Where does one start with the band Sasquatch. Not only are they great dudes all around, but they put out an album of a career in 2017 I felt obligatory to include in a decade where hard rock and roll really gained some momentum in the underground realm. Sasquatch have put out a ton of records all of which are valiant and 3 this decade. With Maneuvers, however, I feel the boys really wrote what could be considered their strongest album yet, and it shows their growth as a heavy rock band.

Sasquatch successfully maneuvers its way through a perilous flat spin of grandiose fuzz. Powered by progressive stoner distortia and state of the art vocal delivery, the bearded beast of the desert engages its target and deploys a massive assault of absolute riffage.


What more can I say about this band. I reviewed it in full and it quickly became one of my prized finds of the last decade of scavenging the depths of the internet for music. Again, another band featured over at Stickman Records, I scooped up their entire discography including singles and splits shipped from overseas. That alone is a testament to its marvel and solidifies it as one of my favorites of the 2017 and of the entire decade of the 2000 teens.

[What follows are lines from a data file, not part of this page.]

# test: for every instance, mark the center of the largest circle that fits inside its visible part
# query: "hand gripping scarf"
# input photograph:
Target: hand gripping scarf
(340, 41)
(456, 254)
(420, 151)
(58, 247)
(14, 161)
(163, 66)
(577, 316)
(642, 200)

https://open.spotify.com/album/7oibvoJKJp8KecLeA86yjc
The Sheepdogs claimed the throne of my album of the year in 2018, hence deserve a mention here on my decade favorite. I was raised on Hotel California by the Eagles and The Sheepdogs are to The Eagles, as Slow Season is to Zeppelin. There are so much resemblance going on, but the intent is both original and passionate keeping it from falling into that clone category. The vocal harmonies are amazing, full orchestrated band with brass, keys, and multiple guitars, The Sheepdogs from Canada, prove they are among the best in rock and roll and have since toured with well-known acts such as Rival Sons. From the reviews I read, the fans of Rival Sons were blown away if they came early to catch these crazy Canucks. This album speaks to me both lyrically and sonically and will remain one of my favorites of the decade. Also, notable, is their past discography. They don’t have a bad song.